This code builds the string without resorting to brute force.

y=>Buffer((s="happy new year",r=n=y%33)>17&n<20?(n-=7,r-=5,"have a "+s):n<18?s+" to you":(n-=20,s)).map(c=>c-32*(c>32&&n-->0))+'!'.repeat(y/33+r-61)

Try it online!

How?

Let \$y\$ be the input year.

Because we can add \$k\times33,k\ge0\$ to the result by adding as many trailing exclamation marks as we want, we need to focus on \$n=y\bmod33\$.

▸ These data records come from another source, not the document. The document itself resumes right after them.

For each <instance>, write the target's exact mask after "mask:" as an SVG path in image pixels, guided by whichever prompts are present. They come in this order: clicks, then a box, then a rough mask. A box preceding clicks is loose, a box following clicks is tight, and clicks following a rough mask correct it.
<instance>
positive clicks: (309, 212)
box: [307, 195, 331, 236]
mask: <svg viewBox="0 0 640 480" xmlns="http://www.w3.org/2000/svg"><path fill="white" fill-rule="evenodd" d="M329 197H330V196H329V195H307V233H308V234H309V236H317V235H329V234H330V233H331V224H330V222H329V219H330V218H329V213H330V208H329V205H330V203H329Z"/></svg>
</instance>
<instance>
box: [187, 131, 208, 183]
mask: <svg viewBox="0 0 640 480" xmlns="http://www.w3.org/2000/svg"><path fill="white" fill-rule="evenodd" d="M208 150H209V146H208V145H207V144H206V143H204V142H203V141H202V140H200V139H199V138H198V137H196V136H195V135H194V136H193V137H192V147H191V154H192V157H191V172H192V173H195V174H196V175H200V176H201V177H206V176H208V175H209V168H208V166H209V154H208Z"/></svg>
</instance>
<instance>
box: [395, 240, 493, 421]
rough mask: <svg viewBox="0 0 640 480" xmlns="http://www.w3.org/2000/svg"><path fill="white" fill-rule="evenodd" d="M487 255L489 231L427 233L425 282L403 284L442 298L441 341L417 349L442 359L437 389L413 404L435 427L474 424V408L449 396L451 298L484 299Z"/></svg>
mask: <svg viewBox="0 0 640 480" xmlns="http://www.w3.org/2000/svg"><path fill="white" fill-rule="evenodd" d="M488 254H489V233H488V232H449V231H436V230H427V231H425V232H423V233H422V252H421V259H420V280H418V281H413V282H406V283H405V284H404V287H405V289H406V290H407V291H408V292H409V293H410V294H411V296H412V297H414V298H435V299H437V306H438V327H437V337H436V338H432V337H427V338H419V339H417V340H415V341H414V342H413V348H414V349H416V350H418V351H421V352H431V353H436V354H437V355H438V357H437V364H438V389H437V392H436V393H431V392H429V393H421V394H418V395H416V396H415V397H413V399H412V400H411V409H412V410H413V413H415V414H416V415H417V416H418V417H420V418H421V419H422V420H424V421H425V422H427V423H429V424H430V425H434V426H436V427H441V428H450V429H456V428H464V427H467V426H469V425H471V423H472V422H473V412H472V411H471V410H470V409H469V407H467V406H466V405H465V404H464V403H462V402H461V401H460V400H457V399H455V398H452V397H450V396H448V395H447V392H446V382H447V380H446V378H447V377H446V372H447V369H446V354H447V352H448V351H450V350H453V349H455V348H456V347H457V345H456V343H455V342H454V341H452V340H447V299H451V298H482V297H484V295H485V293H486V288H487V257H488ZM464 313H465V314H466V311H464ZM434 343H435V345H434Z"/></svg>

The method that is used here can be split into the 4 following cases:

  • If \$n\le17\$:
    • We use the base string "happy new year to you" and put \$n\$ characters in upper case, for a base score of \$2013-32n\$.
    • We add \$\lfloor y/33\rfloor+n-61\$ exclamation marks.
    • The final score is: $$2013-32n+33\times(\lfloor y/33\rfloor+n-61)\\=33\times\lfloor y/33\rfloor+n=33\times\lfloor y/33\rfloor+(y \bmod 33)=y$$
  • If \$n=18\$:
    • We use the base string "HAVE A HAPPY New year", for a base score of \$1602\$.
    • We add \$\lfloor y/33\rfloor-48\$ exclamation marks.
    • The final score is: $$1602+33\times(\lfloor y/33\rfloor-48)\\=33\times\lfloor y/33\rfloor+18=33\times\lfloor y/33\rfloor+(y \bmod 33)=y$$
  • If \$n=19\$:
    • We use the base string "HAVE A HAPPY NEw year", for a base score of \$1570\$.
    • We add \$\lfloor y/33\rfloor-47\$ exclamation marks.
    • The final score is: $$1570+33\times(\lfloor y/33\rfloor-47)\\=33\times\lfloor y/33\rfloor+19=33\times\lfloor y/33\rfloor+(y \bmod 33)=y$$
  • If \$n\ge20\$, we use the base string "happy new year" and put \$n-20\$ characters in upper case, for a base score of \$2013-32n\$.
    • We add \$\lfloor y/33\rfloor+n-61\$ exclamation marks.
    • The computation of the final score is similar to the 1st case.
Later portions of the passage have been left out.